И дальше в другом месте:
– Бедный Рим, повторяю тебе, бедные мы! При его жизни, даже когда он был в отсутствии, никто не осмеливался думать о переменах.
– Зато теперь… Да не допустит этого Юпитер… Несчастные законы!..
– Какие законы? Что за законы?.. Послушай-ка, Вентудей, вот этого парнишку. Он называет законами нарушения всех человеческих и божеских прав, совершенные Суллой!
– Законы?.. Кто это говорит о законах?.. Разве вы не знаете, что такое закон?.. Паутина, в которой запутывается мошка и которую разрывает оса.
– Правильно, Вентудей!
– Браво, Вентудей!
И еще дальше впереди:
– Клянусь кузницей Вулкана, я спрашиваю тебя, если тому, кто запятнан всякими гнусностями, оказали царские почести, как бы поступили, если бы завтра – да не допустит этого Юпитер! – умер Помпей Великий?..
– Вот так кузнец! Он рассуждает как перипатетик.
– Он за Мария, этот поклонник Вулкана!
– Ну хорошо, знаешь, что было бы, если бы умер Помпей?.. Его выбросили бы на ступеньки гемонской лестницы.
– И это было бы справедливо!..
– Кто в наше время будет учить граждан честности и добродетели, когда только пороки обеспечивают счастье и могущество при жизни и апофеоз после смерти?
– Ты прав!.. Пусть добродетель идет в лупанар, там ей место!
– Вниз, с Тарпейской скалы[80] справедливость!

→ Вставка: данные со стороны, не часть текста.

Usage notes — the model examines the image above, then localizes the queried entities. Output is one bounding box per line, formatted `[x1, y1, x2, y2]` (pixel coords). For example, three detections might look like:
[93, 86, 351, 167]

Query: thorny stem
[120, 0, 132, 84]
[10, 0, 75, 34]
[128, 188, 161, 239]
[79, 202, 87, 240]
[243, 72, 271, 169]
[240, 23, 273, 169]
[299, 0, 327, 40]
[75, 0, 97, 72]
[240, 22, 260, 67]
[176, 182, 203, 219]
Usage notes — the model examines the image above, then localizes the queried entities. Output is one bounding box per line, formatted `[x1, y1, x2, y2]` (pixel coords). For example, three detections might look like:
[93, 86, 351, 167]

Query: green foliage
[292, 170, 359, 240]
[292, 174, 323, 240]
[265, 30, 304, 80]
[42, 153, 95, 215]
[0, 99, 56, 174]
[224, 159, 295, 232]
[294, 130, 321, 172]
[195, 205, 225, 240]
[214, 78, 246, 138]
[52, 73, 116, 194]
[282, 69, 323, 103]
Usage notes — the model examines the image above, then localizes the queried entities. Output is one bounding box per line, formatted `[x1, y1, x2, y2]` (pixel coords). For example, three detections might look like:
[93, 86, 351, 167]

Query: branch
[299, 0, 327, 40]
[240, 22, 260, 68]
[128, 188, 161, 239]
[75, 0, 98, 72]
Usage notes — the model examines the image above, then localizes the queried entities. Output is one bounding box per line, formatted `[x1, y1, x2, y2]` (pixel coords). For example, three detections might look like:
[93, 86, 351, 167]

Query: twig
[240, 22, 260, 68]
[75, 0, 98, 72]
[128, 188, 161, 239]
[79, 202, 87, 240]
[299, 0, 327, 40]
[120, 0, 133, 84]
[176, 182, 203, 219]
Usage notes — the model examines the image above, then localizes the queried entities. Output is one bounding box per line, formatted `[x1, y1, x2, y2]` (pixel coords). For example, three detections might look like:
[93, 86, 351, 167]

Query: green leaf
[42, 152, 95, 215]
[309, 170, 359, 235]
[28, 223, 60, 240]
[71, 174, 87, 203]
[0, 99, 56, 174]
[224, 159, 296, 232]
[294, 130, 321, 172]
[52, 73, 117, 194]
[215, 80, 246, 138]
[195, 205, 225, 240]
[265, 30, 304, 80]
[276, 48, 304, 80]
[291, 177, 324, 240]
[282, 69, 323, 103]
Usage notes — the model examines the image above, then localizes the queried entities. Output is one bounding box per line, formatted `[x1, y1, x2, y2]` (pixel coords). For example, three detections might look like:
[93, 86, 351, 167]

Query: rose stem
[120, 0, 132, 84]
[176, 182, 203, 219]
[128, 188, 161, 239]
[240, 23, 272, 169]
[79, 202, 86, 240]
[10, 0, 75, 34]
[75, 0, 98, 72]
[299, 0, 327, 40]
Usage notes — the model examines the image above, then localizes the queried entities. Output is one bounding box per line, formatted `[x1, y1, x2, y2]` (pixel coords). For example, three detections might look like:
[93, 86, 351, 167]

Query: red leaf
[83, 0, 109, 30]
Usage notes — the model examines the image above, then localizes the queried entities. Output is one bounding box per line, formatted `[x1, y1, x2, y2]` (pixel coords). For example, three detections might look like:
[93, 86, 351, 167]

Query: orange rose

– Тряпичнику такую дрянь на лоскуты!..
– Со скалы достоинство и доблесть!
– Да здравствует Сулла!
– Да здравствует свобода – сестра палача!..
– Да здравствует навеки нерушимость законов двенадцати таблиц, которые теперь стали похожи на плащ Диогена!.. Они так продырявлены ударами патрицианских мечей, что на них нельзя ничего больше прочитать.
– На это только и годны законы. Их толкует прихоть, а это значит гораздо больше, чем толкования юристов!
Непрерывные насмешки и злые остроты сыпались против олигархов, подобно дротикам, по мере того как Спартак приближался к Ратуменским воротам, где столпились провожатые, шедшие в хвосте, когда кортеж спускался к Марсову полю; при возвращении они оказались первыми. Большинство из них были плебеи – ненавистники и ярые враги Суллы, явившиеся на похороны лишь из любопытства.
Спартак, который все время работал локтями, вместе с первыми достиг городской стены. Когда он прошел в ворота и стал подвигаться все глубже внутрь города, ему показалось, что он попал в страну мертвых, настолько Рим казался в этот час, даже на улицах, обычно многолюдных, безмолвным и пустынным.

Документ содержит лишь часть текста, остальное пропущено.